Luther Stickell (Ving Rhames, Entrapment, Out of Sight) is also back, but he does no more than sit in front of a computer. Newton's Hall is so aloof and distant that she seems almost inhuman. Cruise is playing the suave, slick role he usually plays, and he has it down to a tee. However, Cruise and Newton have little on-screen chemistry together, making their scenes dull. Scott plays the standard maniacal evildoer bent on taking over the world.

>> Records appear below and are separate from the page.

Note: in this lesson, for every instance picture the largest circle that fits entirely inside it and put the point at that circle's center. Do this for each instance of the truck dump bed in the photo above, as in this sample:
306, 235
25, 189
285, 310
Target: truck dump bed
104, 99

John Woo's (Broken Arrow, Face/Off) involvement elevates Mission Impossible 2 to a higher level. Woo's mastery of the use of the elegance of violence transforms the movie into a visual ballet of brutality. Mission Impossible 2 hearkens back to some of Woo's better (i.e. more violent) collaborations in Hong Kong with Chow Yun-Fat. All of his stock trademarks are present. Combatants fly through the air holding two guns while the wind whips through their hair. Pigeons coo and flap their wings amidst violence, and Woo frequently slows down the action scenes to display the stunts in all their glory. Cruise's antics on a mountain wall and the motorcycle chase and ensuing showdown that close the movie are dazzling displays of Woo's ability as an action director. Mission Impossible 2 is a good example of style over substance, which is not necessarily a bad thing. Here, the action sequences cover its other plot-related shortcomings.

Haro Rates It: Not Bad.
2 hours, 5 minutes, Rated PG-13 for intense sequences of violent action and some sensuality.